The Promised One: Advent Day 8
- The Bookery

- Dec 6, 2022
- 2 min read
Read & Journal
Read 2 Samuel 7:1-17. As you read, consider these questions:
What have you just read? Take a moment to outline what happened in this passage in your own words.
What does this passage teach you about God and his character?
How do these verses point to Jesus? What do they reveal about his mission and purpose?
How is God’s promise that someone in David’s lineage would always sit on the throne ultimately fulfilled in Jesus?
Why does that matter to you today?

Ponder
Moses led the people out of slavery in Egypt, but he couldn’t lead them out of slavery to sin. Even in the Promised Land, the people turned again and again to sin, despairing when something seemed impossible (even though God had led them across the Red Sea on dry land) and yearning after what the other nations’ had, including their gods.
Soon, the Israelites found themselves trapped in a cycle of sin and disobedience. (Sound familiar to your life? It does mine!) They would fall into sin and idolatry, cry out to God and God would rescue them and bring them back into right relationship with him only for the whole cycle to begin again. Prophets would speak out, calling the people back to the one true God. Judges attempted to rule the people, and, eventually, when the people clamored for a king so they could be like the other nations, God gave them one.
David was a man after God’s own heart, but even the people around him didn’t expect him to be a king. When Samuel came to Bethlehem to anoint Israel’s next king, David’s father, Jesse, didn’t even think to call his youngest son in from the pasture to be considered.

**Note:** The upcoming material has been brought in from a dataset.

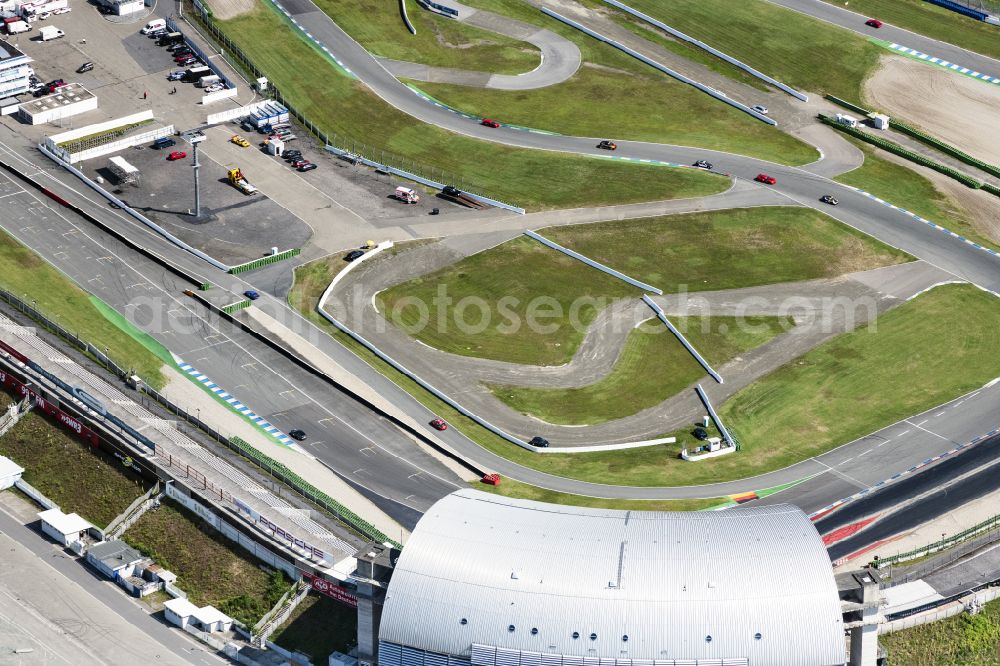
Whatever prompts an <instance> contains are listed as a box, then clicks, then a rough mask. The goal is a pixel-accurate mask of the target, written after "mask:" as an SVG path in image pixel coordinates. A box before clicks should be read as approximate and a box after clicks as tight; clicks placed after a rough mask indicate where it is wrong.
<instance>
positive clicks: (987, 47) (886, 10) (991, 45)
mask: <svg viewBox="0 0 1000 666" xmlns="http://www.w3.org/2000/svg"><path fill="white" fill-rule="evenodd" d="M827 2H830V4H831V5H840V4H841V3H840V2H839V1H838V2H831V1H830V0H827ZM959 4H963V3H962V2H959ZM972 5H973V7H972V8H973V9H977V7H976V6H975V5H976V3H974V2H973V3H972ZM850 9H851V11H854V12H858V13H859V14H865V15H866V16H871V17H872V18H878V19H881V20H882V21H885V22H886V23H891V24H892V25H894V26H898V27H900V28H906V29H907V30H912V31H913V32H917V33H920V34H921V35H926V36H927V37H931V38H933V39H937V40H940V41H943V42H950V43H951V44H956V45H958V46H961V47H962V48H963V49H968V50H970V51H975V52H977V53H982V54H983V55H988V56H990V57H991V58H1000V39H997V28H996V26H993V25H990V24H988V23H985V22H983V21H977V20H976V19H973V18H970V17H968V16H963V15H962V14H959V13H958V12H953V11H951V10H950V9H945V8H944V7H938V6H937V5H932V4H931V3H929V2H927V1H926V0H853V2H851V6H850ZM987 12H989V10H987ZM994 13H995V12H994ZM859 27H860V26H859ZM931 55H939V54H936V53H932V54H931ZM966 64H968V63H966Z"/></svg>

Yet David was the king God had chosen for his people.
David was by no means perfect. He sinned with great, deadly consequences that rippled out to affect his family and his nation. But in the waning years of his reign, David longed to build a temple for the God he loved and worshiped—and God said no. But God also promised that one of David’s descendants would always sit upon the throne. It’s a promise God has kept—in Jesus.

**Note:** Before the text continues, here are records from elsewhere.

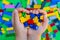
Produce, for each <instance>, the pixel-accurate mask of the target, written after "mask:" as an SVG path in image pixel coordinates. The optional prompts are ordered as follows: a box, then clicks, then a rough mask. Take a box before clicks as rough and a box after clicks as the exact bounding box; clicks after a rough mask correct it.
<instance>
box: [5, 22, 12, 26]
mask: <svg viewBox="0 0 60 40" xmlns="http://www.w3.org/2000/svg"><path fill="white" fill-rule="evenodd" d="M4 24H5V25H6V26H8V27H12V22H11V21H7V22H4Z"/></svg>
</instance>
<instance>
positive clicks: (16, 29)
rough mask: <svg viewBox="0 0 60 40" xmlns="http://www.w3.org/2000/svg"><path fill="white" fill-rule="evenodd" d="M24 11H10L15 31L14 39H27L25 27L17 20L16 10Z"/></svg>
mask: <svg viewBox="0 0 60 40" xmlns="http://www.w3.org/2000/svg"><path fill="white" fill-rule="evenodd" d="M22 10H23V11H26V10H25V9H23V8H21V9H15V11H14V12H13V13H12V24H13V27H14V30H15V32H16V40H27V29H26V28H24V25H23V24H21V22H20V21H19V16H18V11H22Z"/></svg>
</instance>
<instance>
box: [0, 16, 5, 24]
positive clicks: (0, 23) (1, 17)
mask: <svg viewBox="0 0 60 40" xmlns="http://www.w3.org/2000/svg"><path fill="white" fill-rule="evenodd" d="M1 23H4V20H2V17H1V16H0V24H1Z"/></svg>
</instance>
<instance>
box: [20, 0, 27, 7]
mask: <svg viewBox="0 0 60 40" xmlns="http://www.w3.org/2000/svg"><path fill="white" fill-rule="evenodd" d="M21 3H22V7H23V8H26V7H27V0H21Z"/></svg>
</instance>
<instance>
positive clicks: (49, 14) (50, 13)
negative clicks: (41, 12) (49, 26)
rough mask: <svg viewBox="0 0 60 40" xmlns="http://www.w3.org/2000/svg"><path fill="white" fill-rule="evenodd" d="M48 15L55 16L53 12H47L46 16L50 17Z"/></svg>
mask: <svg viewBox="0 0 60 40" xmlns="http://www.w3.org/2000/svg"><path fill="white" fill-rule="evenodd" d="M50 16H55V14H54V13H50V14H47V17H50Z"/></svg>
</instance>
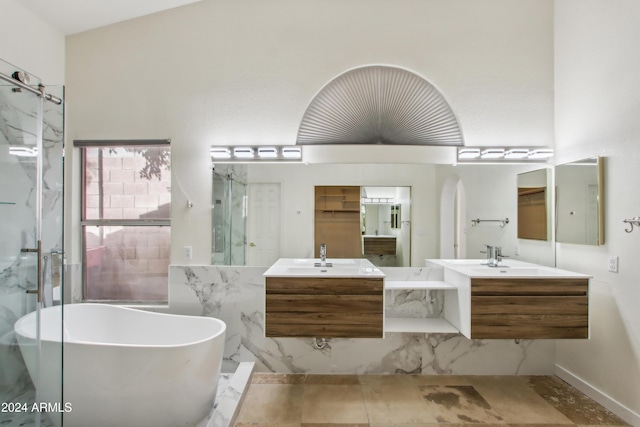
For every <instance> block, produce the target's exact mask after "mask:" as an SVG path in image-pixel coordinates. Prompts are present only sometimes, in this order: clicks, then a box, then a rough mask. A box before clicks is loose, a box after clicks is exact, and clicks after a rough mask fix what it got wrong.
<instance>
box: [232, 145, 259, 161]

For the prophets of the Old Testament, this promise to David became the foundation of their proclamations. As Robert Bergen writes: “To a people broken and humbled by invaders sent as agents of divine punishment, the Lord’s promise to David of a kingdom that “will endure forever” (v. 16) was the seed of hope that resurrected a nation. The Lord’s promise of an enduring house for David became Israel’s assurance that God would once again lift the nation up and cause it to flourish anew.”1 While none of David’s earthly descendants could have ever fulfilled this eternal promise, Jesus could and does. He shall reign forever and ever, King of kings and Lord of lords!
1.Bergen, 1, 2 Samuel, vol. 7, The New American Commentary (Nashville: Broadman & Holman Publishers, 1996), 337.